For the Eldest Daughters of Immigrants.
I know that literature regarding the experiences of the diaspora kid is oversaturated, but here I am writing about it. I hope to address the parts of the child of immigrants experience that are not as widely discussed, and I am going to do so from the eldest daughter perspective throughout the following paragraphs. I am sure that even eldest daughters, or eldest children, of parents who are not immigrants will relate to some of these points, but overall, I write this for those mentioned in the title of this blog post, including myself.
My younger brother has told me many times that he is so thankful to be the younger sibling. The older, or oldest, child has to experience everything first, and this is only exacerbated if you are now a woman who was raised in the United States by immigrant parents. In many ways, I believe that my experiences were easier compared to my friends as my parents had a less traditional (as compared to other Indian families) approach to raising children and all of the aspects that come along with it, and they had also resided in the United States for quite some time before having me. That being said, I still struggle with the pressures of being the eldest daughter and the feeling of being frequently misunderstood.
Certain aspects of growing up such as having playdates or sleepovers with friends, fashion, puberty, mental health, and dating are viewed very differently here in the United States than they are in India. While the lines are a little bit more blurred now, and commonalities do exist, I am sure that raising a daughter in the 2000s after moving countries was a different ball game. Not only do all young people experience these things, but as an immigrant daughter, I was navigating the pressures of building community within predominantly white spaces. Aeropostale, Hollister, and Abercrombie were trending, and I had to nervously and gradually float the idea to my mom that I wanted to shop at these stores. The white girls in middle school were obsessed with straightening their hair, and while I felt as though I needed to do the same, I could not muster up the courage to ask my mom for a flat iron until I was in high school and could get one myself (by this point, my appreciation for my hair had grown, and I rarely straightened it).

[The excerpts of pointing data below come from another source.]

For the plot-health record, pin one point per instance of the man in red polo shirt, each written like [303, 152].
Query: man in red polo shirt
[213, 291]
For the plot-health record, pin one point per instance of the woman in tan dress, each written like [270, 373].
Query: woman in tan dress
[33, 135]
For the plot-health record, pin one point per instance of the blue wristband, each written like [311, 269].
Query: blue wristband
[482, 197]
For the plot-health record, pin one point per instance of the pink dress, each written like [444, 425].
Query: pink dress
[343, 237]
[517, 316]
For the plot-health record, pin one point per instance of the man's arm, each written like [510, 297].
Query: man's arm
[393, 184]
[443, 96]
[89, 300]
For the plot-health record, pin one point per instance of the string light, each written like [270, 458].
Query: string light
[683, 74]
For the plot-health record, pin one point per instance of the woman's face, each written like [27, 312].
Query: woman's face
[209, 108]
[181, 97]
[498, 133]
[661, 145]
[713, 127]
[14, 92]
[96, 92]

The way that periods are discussed in the US is likely very different than how it was discussed in India, and I did not know how to have these conversations with my parents when I reached that age of development. I had to test the waters myself and proceed accordingly. I have always been transparent with my parents regarding dating, and I was one of the few immigrant daughters who was allowed to have boys over, but every day was not smooth sailing. Despite the permission, I would butt heads with my parents over spending time with a boy, and where the boundaries lay within that. I was the first child with whom my parents had to go Homecoming and Prom dress shopping, and as a girl, the (now minuscule and silly) stressors that came along with these events were even more stressful.
My (white) friends would get upset if I could not spontaneously leave to spend time with them because I had obligations to my family and my own community. I had trouble determining how much of my culture and my family I should show to others because I did not have guidance from an older sibling. I was the guinea pig regarding social situations and my parents had to decide whether to enforce curfews or groundings, which are uniquely white, American concepts.
On top of the social pressures, a weight is also placed on eldest daughters to take advantage of every opportunity and succeed in a way that is deemed acceptable. We are representations of our parents cultivating better lives in unfamiliar places, and we have to prove that we are deserving. I think that I have disrupted convention a fair amount of times in my life so far, and I know that my parents have struggled to understand me, or know me, in these moments. As the older sibling, I feel pressure to ensure security in my life as quickly as possible and my loved ones would feel helpless if I expressed any vulnerability. Everyone is watching every move I make so that they can determine whether they should follow in my footsteps or keep me in mind as a “what not to do” lesson.
You’re experiencing everything first not only as a child and sibling, but also as the first person to go through K-12 schooling in a different country. Your classmates are different, your homework assignments are different, and your extra-curricular activities are different from what your parents knew. I held the answers to questions that my parents, or anyone who has immigrated here as an adult, did not, and I hold myself accountable for my brother’s success in this country both professionally and socially.
I also know that despite all of this, my parents still know best, and as much as I have tried to defy them as an eldest daughter who claims to be an expert in how American kids should be raised, I have learned to accept this. I still carry the weight and the pressures with me, and attempt to do whatever I want because I believe that I am right, but I no longer feel the need to conform as I did when I was a tween.
The eldest daughter of immigrant parents has to carry a lot on her shoulders. The mental exhaustion that comes with this role may seem trivial and dramatic (and maybe it is), but we cannot help how we feel. The expectations placed on us are great. I have many friends who have expressed similar stressors and I urge younger siblings to check in with their older siblings from time to time. I absolutely love being the older sibling, and would not trade it for anything, but this does not mean that I am not afraid when I am the first one to experience a new situation. The balance of fitting in with your peers (and being influenced by them) while also pleasing your parents is a delicate one, and I still feel as though, at the age of twenty four, that I have not mastered it. I find peace within this because I would rather give my brother a realistic view of being a diaspora kid over providing a flawless image that only exists in movies.